Segurança

Motociclista aterroriza mulheres do bairro São João em assaltos violentos; em dois meses, 14 casos foram registrados

A forma de agir do homem é sempre a mesma: ele para no final da rua, acelera o veículo e aborda mulheres e crianças, roubando dinheiro e celulares

Daniela
Daniela Borsuk com informações de Marcelo Borges, da RIC Record TV Curitiba
Motociclista aterroriza mulheres do bairro São João em assaltos violentos; em dois meses, 14 casos foram registrados
(Foto: Reprodução/ RIC Record TV Curitiba)

5 de agosto de 2021 - 12:37 - Atualizado em 5 de agosto de 2021 - 14:20

Um motociclista suspeito de assalto está aterrorizando os moradores do bairro São João, em Curitiba. Nos últimos dois meses, foram pelo menos 14 casos registrados. A forma de agir do homem é sempre a mesma: ele para no final da rua, acelera o veículo e aborda mulheres e crianças, roubando dinheiro, celulares e outros pertences. Em algumas situações, câmeras de segurança flagraram os assaltos. As vítimas agora estão com medo de sair na rua e afirmam que as ações foram violentas.

De acordo com a apuração da equipe de reportagem da RIC Record TV Curitiba, 10 mulheres foram assaltadas e outras quatro conseguiram escapar. Nos grupos de moradores, diversas pessoas já fizeram alertas sobre o suspeito.

“Tem um motoqueiro com moto bordô fazendo assaltos, aborda mulheres e pede o celular, com ameaças. Duas amigas minhas já passaram pela mesma situação. Vamos ficar atentos e ajudar uns aos outros”.

Escreveu uma moradora da região em um grupo do Facebook.

As vítimas reconhecem nas imagens que o motociclista flagrado nos vídeos é o mesmo que vem deixando um rastro de medo para muitas mulheres.

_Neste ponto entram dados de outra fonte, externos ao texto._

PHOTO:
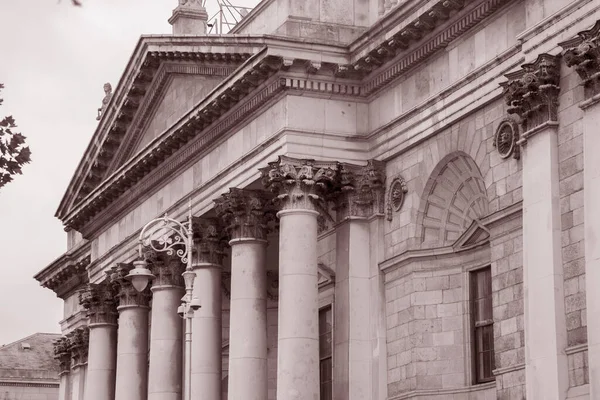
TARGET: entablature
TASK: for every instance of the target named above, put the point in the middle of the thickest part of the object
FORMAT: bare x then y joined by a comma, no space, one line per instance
68,272
269,66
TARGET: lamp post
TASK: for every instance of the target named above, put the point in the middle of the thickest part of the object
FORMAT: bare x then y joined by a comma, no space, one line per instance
164,235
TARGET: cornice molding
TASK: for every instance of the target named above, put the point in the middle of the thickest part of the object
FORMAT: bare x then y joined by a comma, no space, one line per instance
231,92
152,100
67,271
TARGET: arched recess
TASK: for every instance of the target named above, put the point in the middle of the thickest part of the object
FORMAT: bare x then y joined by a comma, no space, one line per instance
453,198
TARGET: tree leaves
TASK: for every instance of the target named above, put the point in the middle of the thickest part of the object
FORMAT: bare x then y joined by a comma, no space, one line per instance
13,152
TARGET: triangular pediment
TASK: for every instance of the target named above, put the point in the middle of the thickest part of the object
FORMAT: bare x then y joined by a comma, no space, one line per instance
157,89
179,87
475,235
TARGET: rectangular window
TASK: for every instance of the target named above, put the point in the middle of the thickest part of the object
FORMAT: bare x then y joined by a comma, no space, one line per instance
482,325
326,352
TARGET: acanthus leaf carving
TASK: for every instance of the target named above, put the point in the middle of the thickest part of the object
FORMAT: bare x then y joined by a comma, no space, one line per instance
361,191
301,183
246,213
126,294
532,92
583,53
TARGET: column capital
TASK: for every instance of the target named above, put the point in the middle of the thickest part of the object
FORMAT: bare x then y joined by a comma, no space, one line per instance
246,213
100,303
583,53
124,290
62,353
78,345
362,190
166,266
301,183
210,241
532,92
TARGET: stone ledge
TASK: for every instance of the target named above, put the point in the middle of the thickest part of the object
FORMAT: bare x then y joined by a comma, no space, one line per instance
444,392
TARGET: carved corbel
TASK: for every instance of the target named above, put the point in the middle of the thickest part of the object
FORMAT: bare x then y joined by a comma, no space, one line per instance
532,92
362,190
583,53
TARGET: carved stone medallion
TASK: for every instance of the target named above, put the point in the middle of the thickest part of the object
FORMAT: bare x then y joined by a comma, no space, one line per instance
506,138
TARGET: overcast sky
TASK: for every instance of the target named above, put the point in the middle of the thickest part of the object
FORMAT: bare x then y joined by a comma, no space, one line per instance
54,60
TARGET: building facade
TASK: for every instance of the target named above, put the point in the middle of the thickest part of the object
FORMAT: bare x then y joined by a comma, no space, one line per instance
387,200
28,370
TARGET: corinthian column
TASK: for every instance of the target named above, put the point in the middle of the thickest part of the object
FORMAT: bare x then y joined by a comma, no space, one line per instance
207,261
78,346
360,201
532,94
63,355
246,215
132,344
165,371
99,301
583,53
301,187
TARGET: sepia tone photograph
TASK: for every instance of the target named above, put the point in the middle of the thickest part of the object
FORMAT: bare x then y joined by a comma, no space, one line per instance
299,200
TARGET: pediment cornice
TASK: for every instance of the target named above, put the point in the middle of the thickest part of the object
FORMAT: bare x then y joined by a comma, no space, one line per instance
326,69
66,272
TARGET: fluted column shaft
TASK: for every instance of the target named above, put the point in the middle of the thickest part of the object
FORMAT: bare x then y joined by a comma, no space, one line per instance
165,371
301,188
246,213
102,354
298,341
206,364
132,344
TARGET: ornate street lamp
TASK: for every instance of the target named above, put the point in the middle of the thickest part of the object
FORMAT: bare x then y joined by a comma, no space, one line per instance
166,235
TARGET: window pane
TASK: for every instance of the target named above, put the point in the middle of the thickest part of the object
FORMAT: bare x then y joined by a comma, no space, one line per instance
483,335
325,345
325,320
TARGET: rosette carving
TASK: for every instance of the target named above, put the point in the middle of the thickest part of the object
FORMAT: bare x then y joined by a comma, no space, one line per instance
210,241
79,341
100,303
301,184
62,353
583,53
273,285
362,190
246,213
532,92
124,290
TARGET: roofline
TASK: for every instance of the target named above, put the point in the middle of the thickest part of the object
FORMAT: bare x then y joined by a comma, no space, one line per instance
28,337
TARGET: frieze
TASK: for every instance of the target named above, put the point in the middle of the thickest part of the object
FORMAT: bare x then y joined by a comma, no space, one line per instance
384,55
100,303
361,191
246,213
125,292
66,273
532,92
583,53
210,241
131,102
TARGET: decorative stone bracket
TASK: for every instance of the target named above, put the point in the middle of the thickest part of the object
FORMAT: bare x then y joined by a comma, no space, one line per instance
583,53
532,92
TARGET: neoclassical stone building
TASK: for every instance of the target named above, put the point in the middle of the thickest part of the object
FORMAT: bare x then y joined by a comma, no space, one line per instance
387,200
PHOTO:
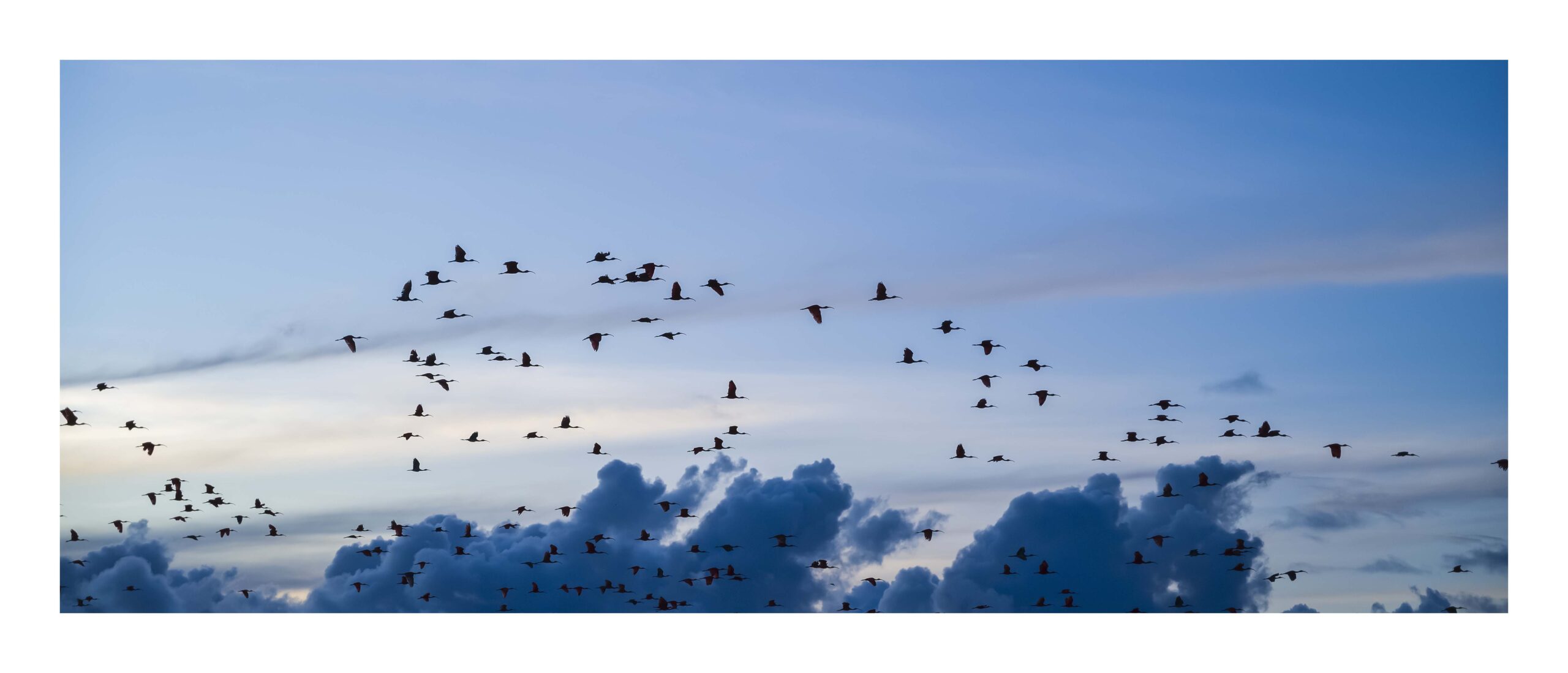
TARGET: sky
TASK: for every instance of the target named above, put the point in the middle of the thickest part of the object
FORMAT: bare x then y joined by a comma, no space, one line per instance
1321,245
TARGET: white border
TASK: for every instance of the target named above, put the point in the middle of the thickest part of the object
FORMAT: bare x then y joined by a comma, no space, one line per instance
40,35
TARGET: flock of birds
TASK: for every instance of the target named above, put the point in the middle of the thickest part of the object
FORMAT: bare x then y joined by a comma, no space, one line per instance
173,490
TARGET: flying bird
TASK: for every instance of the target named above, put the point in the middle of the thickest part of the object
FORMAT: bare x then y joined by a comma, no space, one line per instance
511,267
987,345
882,294
675,294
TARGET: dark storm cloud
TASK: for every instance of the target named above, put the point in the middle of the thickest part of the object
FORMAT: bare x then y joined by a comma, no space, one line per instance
145,563
1392,565
1437,601
1250,383
1491,559
1090,534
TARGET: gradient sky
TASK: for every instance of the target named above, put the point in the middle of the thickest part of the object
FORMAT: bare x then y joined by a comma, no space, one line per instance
1321,245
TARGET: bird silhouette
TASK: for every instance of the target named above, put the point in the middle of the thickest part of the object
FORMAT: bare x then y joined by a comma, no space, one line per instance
883,295
985,345
675,294
511,267
1267,432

“Com certeza é ele, é a mesma pessoa que vem agindo aqui no bairro. Mesma jaqueta, jeito do capacete. Sempre a mesma característica, calça clara, jaqueta vermelha, a maioria dos assaltos a gente reconhece pela roupa mesmo, como está de máscara, é difícil de ver o rosto.”

disse uma das vítimas.

Veja o vídeo da ação do suspeito:

Outra mulher conta como foi abordada: “ele veio para cima de mim, já com a mão na cintura, ele viu que eu estava com o celular na mão e, antes de ele chegar em mim, ele já disse ‘cala boca, é um assalto, passa o celular e não fala nada’. A única reação que eu tive foi esticar a minha mão e eu disse ‘ai, moço, não acredito’. Ele falou ‘cala boca e anda’, puxou o celular com força da minha mão e disse para eu não olhar para trás”.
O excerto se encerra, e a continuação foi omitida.